Associate Professor of East Asian Studies, Princeton University

“Japan Studies in the Postwar Era: Reflections on Modernity and Society in American Social Thought”

Thursday, April 27

4-6 PM

CEAS 319 (Harris School, 1155 E 60th St.)

Please join the East Asia: Transregional Histories Workshop and the Committee on Japanese Studies in welcoming Professor Amy Borovoy (Princeton University) as she presents a section of her new project. Professor Borovoy has provided the following abstract for her talk:

In the decades following World War II, Japan emerged as a “place to think with” for American social scientists. Until 1945, Japan studies had been centered in Europe. Although understanding “total war” was the initial provocation for American social science research, as in the 1946 classic, The Chrysanthemum and the Sword, not long after, social scientists began to see in Japan compelling forms of socio-centrism, social community and cultural identity. By the 1970s, Japan studies had become fruitful terrain for reflecting on the excesses of American liberal individualism. In this project, I analyze this process through a series of canonical texts in anthropology and sociology, from Benedict, to occupation-era village studies, to Thomas P. Rohlen’s ethnography of a Japanese bank and Ezra Vogel’s Japan as Number One. Japan’s modernity offered powerful insights for those wrestling with American post-industrial society, but it was an experiment made possible by a particular historical moment, and one that raised as many questions as it answered.
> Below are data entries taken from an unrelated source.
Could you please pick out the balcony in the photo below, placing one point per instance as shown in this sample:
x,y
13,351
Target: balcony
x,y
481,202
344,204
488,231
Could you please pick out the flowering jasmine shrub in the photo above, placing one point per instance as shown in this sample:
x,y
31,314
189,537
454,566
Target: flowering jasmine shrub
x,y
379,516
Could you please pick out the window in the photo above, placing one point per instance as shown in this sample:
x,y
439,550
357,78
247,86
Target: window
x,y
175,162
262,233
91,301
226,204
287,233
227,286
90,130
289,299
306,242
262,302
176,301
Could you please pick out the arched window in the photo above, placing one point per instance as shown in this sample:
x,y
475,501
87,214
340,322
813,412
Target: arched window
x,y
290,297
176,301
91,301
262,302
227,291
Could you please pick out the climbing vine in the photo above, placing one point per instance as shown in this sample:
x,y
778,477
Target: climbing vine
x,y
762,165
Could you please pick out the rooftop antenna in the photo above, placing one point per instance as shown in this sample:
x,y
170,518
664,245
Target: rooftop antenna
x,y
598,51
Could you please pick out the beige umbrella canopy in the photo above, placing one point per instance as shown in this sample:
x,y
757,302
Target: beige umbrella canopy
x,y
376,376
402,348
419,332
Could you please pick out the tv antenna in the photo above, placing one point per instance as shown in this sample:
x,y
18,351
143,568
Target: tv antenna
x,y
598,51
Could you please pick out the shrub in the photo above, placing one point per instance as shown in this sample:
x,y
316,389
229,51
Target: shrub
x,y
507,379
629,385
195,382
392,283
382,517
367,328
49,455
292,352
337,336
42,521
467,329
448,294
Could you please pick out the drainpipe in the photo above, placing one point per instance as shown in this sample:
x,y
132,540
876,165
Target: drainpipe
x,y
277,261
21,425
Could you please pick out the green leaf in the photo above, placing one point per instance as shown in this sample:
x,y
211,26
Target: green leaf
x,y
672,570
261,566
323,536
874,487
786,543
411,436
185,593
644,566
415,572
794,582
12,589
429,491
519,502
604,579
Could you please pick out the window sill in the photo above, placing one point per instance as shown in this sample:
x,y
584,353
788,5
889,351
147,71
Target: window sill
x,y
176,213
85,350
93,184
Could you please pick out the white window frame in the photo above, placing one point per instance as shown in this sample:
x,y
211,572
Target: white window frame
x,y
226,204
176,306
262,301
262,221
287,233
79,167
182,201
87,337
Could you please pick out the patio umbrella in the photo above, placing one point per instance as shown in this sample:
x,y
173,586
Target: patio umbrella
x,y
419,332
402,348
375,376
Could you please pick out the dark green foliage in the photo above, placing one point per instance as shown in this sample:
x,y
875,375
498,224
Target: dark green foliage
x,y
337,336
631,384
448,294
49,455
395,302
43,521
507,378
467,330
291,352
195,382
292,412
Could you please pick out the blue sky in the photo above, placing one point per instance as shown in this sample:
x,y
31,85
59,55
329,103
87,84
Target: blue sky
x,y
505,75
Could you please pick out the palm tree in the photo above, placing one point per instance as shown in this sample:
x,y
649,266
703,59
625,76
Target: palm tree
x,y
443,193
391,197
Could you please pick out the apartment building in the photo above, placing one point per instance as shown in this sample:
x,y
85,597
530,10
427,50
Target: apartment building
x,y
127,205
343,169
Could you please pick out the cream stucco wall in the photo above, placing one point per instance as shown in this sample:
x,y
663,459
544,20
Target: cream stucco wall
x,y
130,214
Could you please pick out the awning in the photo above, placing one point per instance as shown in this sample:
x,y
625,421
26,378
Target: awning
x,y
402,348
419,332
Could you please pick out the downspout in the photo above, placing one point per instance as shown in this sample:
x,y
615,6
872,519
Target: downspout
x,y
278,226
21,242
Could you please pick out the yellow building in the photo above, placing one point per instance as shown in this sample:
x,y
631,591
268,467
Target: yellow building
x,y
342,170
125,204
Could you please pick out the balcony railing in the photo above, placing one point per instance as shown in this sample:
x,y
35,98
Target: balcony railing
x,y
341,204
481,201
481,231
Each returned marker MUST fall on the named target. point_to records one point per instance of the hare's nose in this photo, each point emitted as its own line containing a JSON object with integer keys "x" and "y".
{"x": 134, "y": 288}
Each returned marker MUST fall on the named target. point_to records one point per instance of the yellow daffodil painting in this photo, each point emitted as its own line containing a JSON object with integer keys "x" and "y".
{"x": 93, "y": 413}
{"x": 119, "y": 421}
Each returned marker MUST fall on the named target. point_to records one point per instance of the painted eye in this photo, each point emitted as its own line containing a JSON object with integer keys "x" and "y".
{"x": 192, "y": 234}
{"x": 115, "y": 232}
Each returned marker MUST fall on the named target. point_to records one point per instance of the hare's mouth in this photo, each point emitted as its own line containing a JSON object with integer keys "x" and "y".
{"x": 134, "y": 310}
As always, first-time attendees are welcome. Light refreshments and snacks will be served. This event is sponsored by the Committee on Japanese Studies at the Center for East Asian Studies.

If you have any questions or require assistance to attend, please contact Jessa Dahl at jdahl@uchicago.edu or Erin Newton at emnewton@uchicago.edu.

November 11 4PM–David Andrew Knight (Co-sponsor with APEA)

David Andrew Knight

“Plain Becomes Patterned: Li Deyu and the White Lotus”

Friday, November 11, 4-6 PM

CEAS 319 (1155 E 60th St)

Discussant:

Yiren Zheng (EALC)

The East Asia: Transregional Histories Workshop, in conjunction with the Art and Politics of East Asia Workshop, is delighted to host David Andrew Knight next Friday, 11/11. Below is a brief abstract of the work:

This paper is part of a larger project that situates the fu 賦 poetry of the ninth century minister Li Deyu 李德裕 (787-850) within the context of his life. Through the focal point of a fu poem about a white lotus flower written by Li Deyu, one of the most powerful men of his day, I will demonstrate how this poem captures a retrievable moment of poetic creation. I have discovered that Li Deyu’s fu poem on the white lotus is a literary recreation of his encounter with the fifteen year old Xu Pan who was soon to become his concubine. By analyzing a key stanza in the poem, I will illuminate the links between Li’s literary life and his real life.

The paper can be found at the East Asia: Transregional Histories workshop website at this link. The password is “lotus”. Please do not cite or circulate this paper without express permission of the author.

As always, first-time attendees are welcome. Light refreshments and snacks will be served.